Timothée Chalamet Started Secretly Training For ‘Marty Supreme’ Table Tennis Scenes Back In 2018

In a new interview, “Marty Supreme” actor Timothée Chalamet reveals his commitment to the Marty Mauser character, a table tennis champion, goes back even further than we previously imagined, as he has been dedicated to training for this role since 2018, back before the young actor had even reached star status.

Speaking with The Hollywood Reporter, the pair’s first big interview for the buzzy A24 sports epic (reactions have been glowing), it was revealed that Chalamet had been prepping for the role back in the year that his addiction drama “Beautiful Boy” was released, when he started taking table-tennis lessons at a 24-hour facility in Lower Manhattan. This sort of mirrors a similar dedication to the Bob Dylan role for James Mangold‘s “A Complete Unknown,” that role ended up earning him a Best Actor Oscar nomination earlier this year.

‘Marty Supreme’ Reactions: Josh Safdie & Timothée Chalamet Make Chaotic Magic Together In Buzzy Oscar-Bound “Madcap Odyssey” [NYFF]

“In my apartment that wasn’t made for table tennis, [Safide] fully sprained his ankle and was limping around for three months,” Chalamet says. Even with other movies needing to be shot, his training didn’t stop. “Everything I was working on it was this secret: I had a table in London while I was making ‘Wonka.’ On ‘Dune 2,’ I had a table in Budapest, Jordan. I had a table in Abu Dhabi. I had a table at the Cannes Film Festival for ‘The French Dispatch.’ I got myself an Airbnb in a town [around] Saint-Tropez after ‘The French Dispatch,’ overlooking the water, and I was taking lessons there.”

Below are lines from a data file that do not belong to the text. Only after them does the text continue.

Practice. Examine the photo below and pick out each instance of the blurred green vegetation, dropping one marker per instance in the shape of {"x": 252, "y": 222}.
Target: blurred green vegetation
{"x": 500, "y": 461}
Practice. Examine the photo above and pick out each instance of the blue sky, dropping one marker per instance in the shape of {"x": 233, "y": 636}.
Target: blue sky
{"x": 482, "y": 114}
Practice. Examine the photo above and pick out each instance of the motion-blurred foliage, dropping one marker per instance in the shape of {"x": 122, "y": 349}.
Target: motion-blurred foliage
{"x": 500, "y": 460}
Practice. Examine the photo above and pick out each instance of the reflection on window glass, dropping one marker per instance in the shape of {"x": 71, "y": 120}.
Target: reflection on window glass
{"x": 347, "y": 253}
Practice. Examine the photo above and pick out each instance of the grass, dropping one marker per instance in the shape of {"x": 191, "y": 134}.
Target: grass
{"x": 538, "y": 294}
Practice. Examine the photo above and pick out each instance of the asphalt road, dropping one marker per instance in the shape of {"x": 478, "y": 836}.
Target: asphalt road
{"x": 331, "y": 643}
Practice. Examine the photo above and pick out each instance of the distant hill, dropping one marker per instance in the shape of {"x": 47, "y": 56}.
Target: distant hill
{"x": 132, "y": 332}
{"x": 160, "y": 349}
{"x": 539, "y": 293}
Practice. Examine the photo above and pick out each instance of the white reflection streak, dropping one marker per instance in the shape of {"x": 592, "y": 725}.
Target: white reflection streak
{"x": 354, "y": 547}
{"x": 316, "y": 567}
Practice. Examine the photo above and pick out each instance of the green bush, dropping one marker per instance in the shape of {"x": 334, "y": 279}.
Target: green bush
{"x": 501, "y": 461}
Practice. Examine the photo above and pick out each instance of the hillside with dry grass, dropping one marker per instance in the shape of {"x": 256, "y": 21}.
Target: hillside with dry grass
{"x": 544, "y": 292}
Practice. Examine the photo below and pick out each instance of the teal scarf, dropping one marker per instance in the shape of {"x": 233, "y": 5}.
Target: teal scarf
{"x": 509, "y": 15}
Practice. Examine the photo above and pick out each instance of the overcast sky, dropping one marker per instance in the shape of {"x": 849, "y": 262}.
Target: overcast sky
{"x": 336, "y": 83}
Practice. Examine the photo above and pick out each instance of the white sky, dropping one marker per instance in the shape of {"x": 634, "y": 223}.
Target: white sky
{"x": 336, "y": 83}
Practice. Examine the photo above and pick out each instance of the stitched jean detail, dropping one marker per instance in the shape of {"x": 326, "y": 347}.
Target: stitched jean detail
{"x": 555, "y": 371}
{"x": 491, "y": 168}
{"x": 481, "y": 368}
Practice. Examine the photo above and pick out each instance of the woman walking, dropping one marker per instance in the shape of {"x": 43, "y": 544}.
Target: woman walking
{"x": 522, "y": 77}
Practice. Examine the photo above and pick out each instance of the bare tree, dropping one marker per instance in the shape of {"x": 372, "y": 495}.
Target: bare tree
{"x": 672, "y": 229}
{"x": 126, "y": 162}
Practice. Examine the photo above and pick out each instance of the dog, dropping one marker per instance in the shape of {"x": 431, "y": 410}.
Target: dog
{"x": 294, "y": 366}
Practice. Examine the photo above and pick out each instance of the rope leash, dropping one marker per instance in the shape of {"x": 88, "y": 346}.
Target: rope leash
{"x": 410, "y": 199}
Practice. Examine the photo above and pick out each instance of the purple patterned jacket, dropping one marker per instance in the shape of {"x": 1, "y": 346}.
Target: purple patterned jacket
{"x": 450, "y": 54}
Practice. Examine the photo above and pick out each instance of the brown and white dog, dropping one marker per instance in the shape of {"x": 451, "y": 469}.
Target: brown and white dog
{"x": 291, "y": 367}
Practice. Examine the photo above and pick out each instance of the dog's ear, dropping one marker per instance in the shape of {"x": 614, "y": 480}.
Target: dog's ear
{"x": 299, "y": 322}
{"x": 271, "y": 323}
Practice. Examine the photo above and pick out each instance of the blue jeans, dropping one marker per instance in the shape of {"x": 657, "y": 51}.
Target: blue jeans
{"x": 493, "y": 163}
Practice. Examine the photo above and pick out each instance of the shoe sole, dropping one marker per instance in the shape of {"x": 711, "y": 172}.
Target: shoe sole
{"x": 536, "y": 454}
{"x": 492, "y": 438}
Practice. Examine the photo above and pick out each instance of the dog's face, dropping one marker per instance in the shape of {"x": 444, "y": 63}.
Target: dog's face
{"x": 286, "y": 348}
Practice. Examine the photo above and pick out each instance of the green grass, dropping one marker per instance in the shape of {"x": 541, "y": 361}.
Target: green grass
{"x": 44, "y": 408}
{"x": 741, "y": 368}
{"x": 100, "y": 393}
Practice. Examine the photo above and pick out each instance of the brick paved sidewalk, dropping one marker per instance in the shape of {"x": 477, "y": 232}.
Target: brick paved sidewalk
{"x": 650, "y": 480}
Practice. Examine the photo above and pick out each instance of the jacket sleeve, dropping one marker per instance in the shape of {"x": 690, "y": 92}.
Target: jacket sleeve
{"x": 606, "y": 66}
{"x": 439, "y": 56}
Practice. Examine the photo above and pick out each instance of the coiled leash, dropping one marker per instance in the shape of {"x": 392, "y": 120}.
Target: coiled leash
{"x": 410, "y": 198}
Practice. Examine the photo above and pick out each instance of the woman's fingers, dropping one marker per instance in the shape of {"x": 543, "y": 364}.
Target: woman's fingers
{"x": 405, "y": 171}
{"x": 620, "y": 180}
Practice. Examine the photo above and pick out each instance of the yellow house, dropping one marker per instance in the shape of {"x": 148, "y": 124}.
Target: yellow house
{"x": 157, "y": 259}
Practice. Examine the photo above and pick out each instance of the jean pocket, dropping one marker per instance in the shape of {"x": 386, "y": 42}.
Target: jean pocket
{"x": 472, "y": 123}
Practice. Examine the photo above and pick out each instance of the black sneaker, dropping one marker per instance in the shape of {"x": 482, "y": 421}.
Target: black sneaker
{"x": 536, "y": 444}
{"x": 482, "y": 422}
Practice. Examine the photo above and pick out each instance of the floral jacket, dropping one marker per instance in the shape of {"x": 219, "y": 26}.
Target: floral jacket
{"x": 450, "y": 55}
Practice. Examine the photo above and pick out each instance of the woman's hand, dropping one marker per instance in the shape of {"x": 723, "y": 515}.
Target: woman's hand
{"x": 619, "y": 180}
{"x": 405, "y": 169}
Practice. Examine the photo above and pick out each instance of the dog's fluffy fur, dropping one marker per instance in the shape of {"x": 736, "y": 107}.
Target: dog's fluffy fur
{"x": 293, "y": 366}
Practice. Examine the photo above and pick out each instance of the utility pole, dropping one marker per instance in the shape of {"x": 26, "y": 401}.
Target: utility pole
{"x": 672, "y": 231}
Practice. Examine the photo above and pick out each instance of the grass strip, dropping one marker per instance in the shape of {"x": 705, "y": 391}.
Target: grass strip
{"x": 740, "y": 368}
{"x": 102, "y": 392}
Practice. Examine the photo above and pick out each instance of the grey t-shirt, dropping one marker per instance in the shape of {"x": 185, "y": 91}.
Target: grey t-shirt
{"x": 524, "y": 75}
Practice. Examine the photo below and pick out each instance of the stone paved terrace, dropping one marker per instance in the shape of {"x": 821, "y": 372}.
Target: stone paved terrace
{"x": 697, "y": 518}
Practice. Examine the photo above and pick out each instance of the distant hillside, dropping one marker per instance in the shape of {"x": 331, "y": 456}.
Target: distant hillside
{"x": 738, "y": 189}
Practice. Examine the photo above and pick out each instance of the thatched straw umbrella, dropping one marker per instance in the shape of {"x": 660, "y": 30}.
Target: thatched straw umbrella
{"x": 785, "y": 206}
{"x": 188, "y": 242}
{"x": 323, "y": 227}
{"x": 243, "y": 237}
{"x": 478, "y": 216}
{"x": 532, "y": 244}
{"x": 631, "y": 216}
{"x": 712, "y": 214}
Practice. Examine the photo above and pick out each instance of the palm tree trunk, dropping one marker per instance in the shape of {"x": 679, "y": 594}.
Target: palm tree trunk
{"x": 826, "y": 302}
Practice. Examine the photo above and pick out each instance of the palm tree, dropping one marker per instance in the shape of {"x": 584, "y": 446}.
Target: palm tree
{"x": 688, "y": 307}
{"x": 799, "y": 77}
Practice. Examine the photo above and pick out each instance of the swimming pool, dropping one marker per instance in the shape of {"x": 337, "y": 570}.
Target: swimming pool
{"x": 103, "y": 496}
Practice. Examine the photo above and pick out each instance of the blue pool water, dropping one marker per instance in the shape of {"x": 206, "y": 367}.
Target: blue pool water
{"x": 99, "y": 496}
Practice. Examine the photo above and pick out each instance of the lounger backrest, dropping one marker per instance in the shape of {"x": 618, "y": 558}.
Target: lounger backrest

“If anyone thinks this is cap, as the kids say, if anyone thinks this is made up, this is all documented, and it’ll be put out,” Chalamet said of the intense dedication to the film and making a minor comparison to playing Bob Dylan. “These were the two spoiled projects where I got years to work on them. This is the truth. I was working on both these things concurrently.”

“It’s not that different from boxing, they’re battling each other in a relatively small, constrained place, and it’s a mind game,” Safdie said of the compelling angle of table tennis from a sports/cinematic point of view. They were also able to recruit Diego Schaaf, who worked on “Forrest Gump” and “Balls of Fury,” to help with the coordination of those vigorous sequences.

Hard to fathom the concept of training for nearly six years to acquire a skill-set for a role, but that is what Chalament did. Anyways, “Marty Supreme” is heading to screens this Christmas. Since we’re now in October, we’re not too far away from that date, and the anticipation couldn’t be greater after the buzz coming out of the New York Film Festival this week.